Portfolio manager walks through how higher real rates, hawkish central banks, and receding inflation drivers could impact the sector
With record-high inflation readings dominating economic headlines, it’s no surprise that the consensus outlook for higher interest rates is growing stronger. For investors and portfolio managers, one big question is whether that could throw growth sectors off-course – including the healthcare innovation space.
“Broadly speaking, there’s a narrative that rising rates impact growth stocks,” says Mike Clare, vice president and portfolio manager at Brompton Funds. “But I think the reality is a little more nuanced than that.”
The conventional wisdom, Clare explains, is that as rising rates go up, so does the discount rate investors apply to growth stocks.

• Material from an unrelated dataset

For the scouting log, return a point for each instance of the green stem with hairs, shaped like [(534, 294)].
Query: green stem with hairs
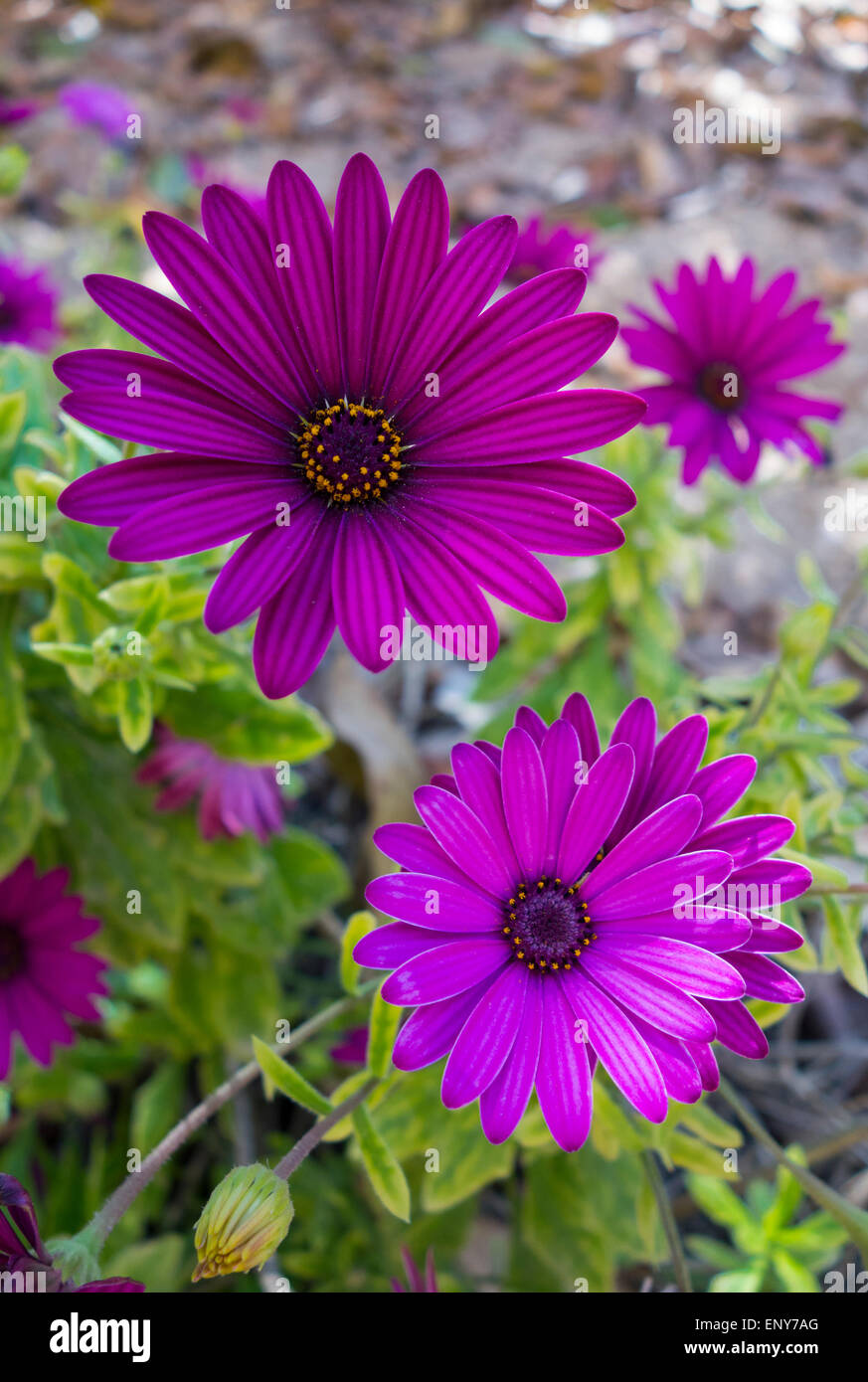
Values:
[(119, 1201)]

And because growth stocks have such long-term cash flow, those moves significantly impact their current valuation, causing the stock prices to deflate.
But the yield on the U.S. 10-year Treasury, he said, has gone up about 50 basis points since last summer. Over that same period, the 30-year has climbed only about 20 basis points; looking further back to last spring, it’s actually lower today. Meanwhile, healthcare innovation companies have come down: he points to Teladoc as an example, noting how it sits at around 75% below its all-time-highs.
From a technical perspective, he notes that the discount rate applied to growth companies consists of the risk-free rate and the risk spread. In a low-interest rate environment, the risk-free rate is compressed, and the spread matters more. But when rates start to trickle higher, that takes away some of the appeal associated with the risk spread.
“A rise in rates makes these alternatives to growth – whether that’s financials, industrials, or energy, which are some of the sectors that have done well lately – look quite a bit better,” Clare says. “It's more like multiple compression that's causing these [growth] stocks to sell off.”
Looking back to last February, he says healthcare innovation stocks likely “got a little ahead of themselves,” and today the market is rotating. Fund flows are shifting away from growth and innovation, and going into sectors that have been unappreciated like banks, industrials, and energy.
But he sees a different story playing out across the broad healthcare space. Historically speaking, he says it’s been one of the few sectors to outperform both when real interest rates rise and when inflation expectations come down. As it happens, both scenarios are in the cards this year.
“The Federal Reserve is expected to hike three or four times this year, and we could see as many as six hikes from the Bank of Canada. So rate expectations are trending higher,” Clare says. “At the same time, I think inflation is very likely going to moderate in the second half of this year.”
The most recent reading out of the U.S. shows inflation accelerated to 7% year-on-year in December, a four-decade high. Clare believes the factors driving that increase – supply chain bottlenecks, federal budget deficits, and COVID-driven spending on goods at the expense of services, to name some – are likely on their way toward reversing. Because of that, he hazards that by the fourth quarter of 2022, inflation will moderate back from the extremes the world has been seeing lately.
“With rates going higher and inflation expectations declining, real rates are going up,” he says. “Historically, healthcare has benefited from that type of environment, and we’re seeing that not just among pharma names, but also in biotech and medical equipment subgroups as well. So I think from a macro standpoint, things are set up pretty well for healthcare this year.”
Another sign of things to come, he says, is a building rotation from growth to value stocks. With the U.S. Healthcare Index trading at a 21% discount relative to the S&P 500 from a price-earnings perspective, compared to the 6% relative premium it’s averaged over the past 30 years, he argues healthcare stocks are a true value sector right now.
To put it in historical context, he says the broad healthcare space is trading roughly where it was in 2009, when the Affordable Care Act was a point of concern, and in the early ‘90s when former U.S. President Bill Clinton was first elected and healthcare reform was in focus. He estimates that healthcare stocks have been this cheap or cheaper relative to the market only 5% of the time over the past 30 years.
“I think when you take that into consideration, along with the broad tailwinds for healthcare, businesses coming back post-COVID, and the expectations around rates and inflation, everything is lining up well for the sector in 2022,” Clare says.